In a bedroom with bunkbed and little else, freckled twin brothers with thick curly hair would spend hours in each other’s company. Especially on rainy days full of punishable behaviour. A sentence was handed down by a single parent who had long since lost patience in her sons. The understanding required in moments of heated exchange between two siblings was swallowed up by a need to earn money.
Throughout a mother’s struggle for independence, came the dawning adolescence of two growing boys who had too much energy. Energy that bounced from wall to wall across a shared bedroom like a bouncy ball. Energy that misted glass with heavy breaths that contained the screams of injustice. Often the twin boys felt life was not fair when kept inside. But detention gave them time to contemplate their actions and realise, through the honesty a mother had installed in them; they were usually wrong. In acceptance they would consider that beyond their window view, life could be worse.

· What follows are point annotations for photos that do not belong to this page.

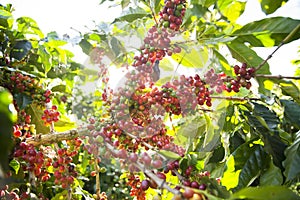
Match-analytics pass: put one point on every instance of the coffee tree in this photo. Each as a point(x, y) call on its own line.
point(193, 113)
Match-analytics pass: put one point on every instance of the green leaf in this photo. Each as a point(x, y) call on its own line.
point(15, 165)
point(267, 32)
point(59, 88)
point(169, 154)
point(5, 18)
point(244, 54)
point(270, 6)
point(8, 116)
point(253, 166)
point(291, 112)
point(36, 114)
point(290, 89)
point(196, 57)
point(205, 3)
point(45, 58)
point(86, 46)
point(29, 26)
point(269, 117)
point(20, 49)
point(132, 14)
point(64, 124)
point(272, 176)
point(291, 164)
point(125, 3)
point(231, 9)
point(22, 100)
point(266, 192)
point(274, 145)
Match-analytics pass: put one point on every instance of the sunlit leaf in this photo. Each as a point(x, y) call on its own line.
point(291, 164)
point(132, 14)
point(231, 9)
point(272, 176)
point(86, 46)
point(270, 6)
point(8, 116)
point(64, 124)
point(253, 166)
point(169, 154)
point(265, 192)
point(267, 32)
point(20, 49)
point(29, 26)
point(5, 18)
point(196, 57)
point(291, 112)
point(36, 113)
point(290, 89)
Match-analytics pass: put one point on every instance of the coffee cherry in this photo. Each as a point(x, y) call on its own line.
point(188, 193)
point(145, 185)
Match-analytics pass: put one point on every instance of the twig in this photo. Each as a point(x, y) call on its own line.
point(286, 39)
point(236, 98)
point(160, 182)
point(98, 189)
point(54, 137)
point(177, 67)
point(277, 76)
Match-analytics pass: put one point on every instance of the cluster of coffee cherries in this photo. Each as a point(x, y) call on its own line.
point(136, 189)
point(64, 168)
point(215, 81)
point(172, 14)
point(157, 44)
point(18, 82)
point(26, 130)
point(50, 115)
point(35, 161)
point(5, 194)
point(243, 76)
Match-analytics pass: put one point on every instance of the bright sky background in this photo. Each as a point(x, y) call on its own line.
point(61, 15)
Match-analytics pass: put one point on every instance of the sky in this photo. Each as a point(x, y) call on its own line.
point(61, 15)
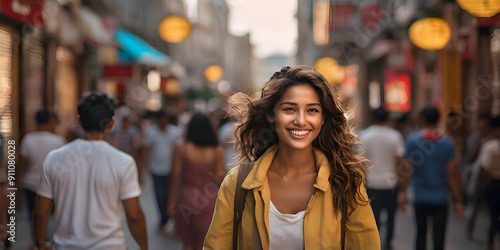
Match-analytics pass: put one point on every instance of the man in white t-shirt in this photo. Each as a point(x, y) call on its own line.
point(87, 180)
point(33, 153)
point(157, 149)
point(385, 148)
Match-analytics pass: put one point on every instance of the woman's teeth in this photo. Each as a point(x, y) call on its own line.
point(299, 132)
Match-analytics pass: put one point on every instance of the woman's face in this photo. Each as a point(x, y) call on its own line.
point(298, 117)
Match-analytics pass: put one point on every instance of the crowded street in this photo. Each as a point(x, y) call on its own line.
point(403, 239)
point(250, 124)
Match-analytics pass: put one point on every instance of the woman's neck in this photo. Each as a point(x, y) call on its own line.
point(295, 162)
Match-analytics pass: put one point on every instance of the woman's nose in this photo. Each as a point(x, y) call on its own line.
point(299, 119)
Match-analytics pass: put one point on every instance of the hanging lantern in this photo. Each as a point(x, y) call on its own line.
point(214, 73)
point(330, 69)
point(174, 29)
point(430, 33)
point(483, 8)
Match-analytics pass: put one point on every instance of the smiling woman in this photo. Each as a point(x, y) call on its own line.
point(307, 181)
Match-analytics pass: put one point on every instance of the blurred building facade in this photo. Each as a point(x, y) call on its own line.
point(53, 52)
point(392, 71)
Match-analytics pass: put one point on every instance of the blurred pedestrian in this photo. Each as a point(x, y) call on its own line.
point(34, 148)
point(489, 159)
point(434, 174)
point(306, 177)
point(157, 154)
point(3, 197)
point(474, 187)
point(385, 148)
point(226, 139)
point(197, 172)
point(87, 180)
point(125, 135)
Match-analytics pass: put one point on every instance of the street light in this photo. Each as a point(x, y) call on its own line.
point(174, 29)
point(430, 33)
point(214, 73)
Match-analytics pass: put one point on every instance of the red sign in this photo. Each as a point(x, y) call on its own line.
point(489, 22)
point(117, 71)
point(26, 11)
point(397, 92)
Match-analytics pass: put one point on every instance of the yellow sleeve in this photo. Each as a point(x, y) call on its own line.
point(362, 232)
point(220, 232)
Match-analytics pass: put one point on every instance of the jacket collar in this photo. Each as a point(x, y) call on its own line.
point(258, 174)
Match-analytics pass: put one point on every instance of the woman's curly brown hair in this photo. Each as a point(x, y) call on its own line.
point(254, 134)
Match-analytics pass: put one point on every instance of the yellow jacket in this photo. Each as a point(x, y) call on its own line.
point(321, 222)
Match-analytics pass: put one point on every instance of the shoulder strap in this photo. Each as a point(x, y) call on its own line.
point(343, 208)
point(239, 200)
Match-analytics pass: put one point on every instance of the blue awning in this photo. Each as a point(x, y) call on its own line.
point(135, 49)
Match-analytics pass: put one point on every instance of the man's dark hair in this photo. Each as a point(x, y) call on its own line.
point(430, 114)
point(42, 116)
point(96, 111)
point(379, 114)
point(200, 131)
point(495, 121)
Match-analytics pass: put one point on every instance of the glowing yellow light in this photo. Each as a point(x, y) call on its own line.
point(483, 8)
point(172, 87)
point(430, 33)
point(174, 29)
point(330, 69)
point(214, 73)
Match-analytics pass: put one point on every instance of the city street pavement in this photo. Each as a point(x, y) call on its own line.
point(404, 233)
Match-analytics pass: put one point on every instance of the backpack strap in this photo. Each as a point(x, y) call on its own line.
point(343, 208)
point(239, 199)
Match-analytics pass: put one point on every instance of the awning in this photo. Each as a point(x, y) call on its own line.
point(135, 49)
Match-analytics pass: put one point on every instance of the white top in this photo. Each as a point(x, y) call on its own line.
point(286, 231)
point(489, 158)
point(87, 181)
point(226, 137)
point(162, 145)
point(35, 146)
point(383, 144)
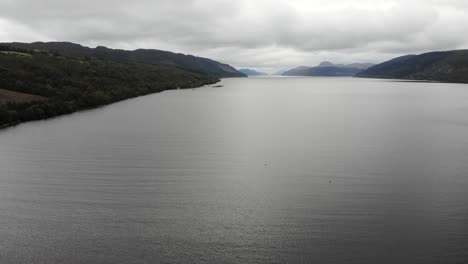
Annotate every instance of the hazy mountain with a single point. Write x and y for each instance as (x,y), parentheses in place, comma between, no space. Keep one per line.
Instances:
(327,68)
(446,66)
(352,65)
(280,72)
(250,72)
(150,56)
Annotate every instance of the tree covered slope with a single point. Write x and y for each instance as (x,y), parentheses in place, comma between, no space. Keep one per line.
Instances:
(148,56)
(67,84)
(446,66)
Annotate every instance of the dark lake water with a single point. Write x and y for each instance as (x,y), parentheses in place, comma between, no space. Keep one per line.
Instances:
(262,170)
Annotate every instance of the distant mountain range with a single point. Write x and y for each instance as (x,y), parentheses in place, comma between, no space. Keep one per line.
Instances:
(327,68)
(148,56)
(280,72)
(250,72)
(445,66)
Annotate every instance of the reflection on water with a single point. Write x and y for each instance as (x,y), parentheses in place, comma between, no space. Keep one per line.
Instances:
(263,170)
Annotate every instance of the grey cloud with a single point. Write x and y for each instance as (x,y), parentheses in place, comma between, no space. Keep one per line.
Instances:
(262,34)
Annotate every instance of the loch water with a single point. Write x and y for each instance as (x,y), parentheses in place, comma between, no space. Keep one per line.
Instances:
(261,170)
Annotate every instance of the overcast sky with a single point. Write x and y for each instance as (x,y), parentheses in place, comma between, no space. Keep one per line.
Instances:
(261,34)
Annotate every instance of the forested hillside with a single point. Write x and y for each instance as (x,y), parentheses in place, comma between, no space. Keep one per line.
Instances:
(66,84)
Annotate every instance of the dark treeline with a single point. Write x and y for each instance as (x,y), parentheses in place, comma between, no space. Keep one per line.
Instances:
(71,84)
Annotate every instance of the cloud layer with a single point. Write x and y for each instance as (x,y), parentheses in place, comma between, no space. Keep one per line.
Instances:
(262,34)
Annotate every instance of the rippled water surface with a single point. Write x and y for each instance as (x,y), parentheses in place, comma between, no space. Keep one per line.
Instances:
(262,170)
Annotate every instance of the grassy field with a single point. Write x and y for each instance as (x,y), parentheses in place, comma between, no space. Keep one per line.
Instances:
(7,96)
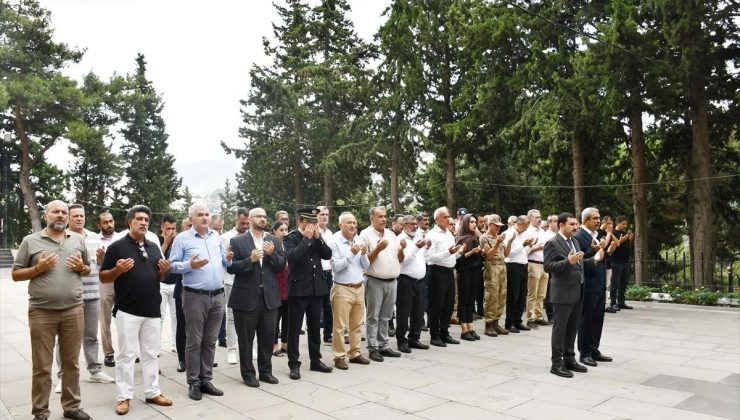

Excess energy was often taken out on one another over little more than boredom: a punch, wrestle, submission. Often the brothers retreated to their low ceiling room with the reluctance of having nowhere else to go. They went ready to argue, but also cautious of a new world in which they now existed, one lacking a father to calm things down. But there were old routines. By morning, they would wake the same. Throw on creased white shirts and muddied trousers found on the floor the same. Splash lukewarm water across their face, toast and juice for the breakfast the same. Drowsy, they would walk a mile to school along a busy main road. Arriving at a school full of council estate kids raised on anger and addiction felt like prison.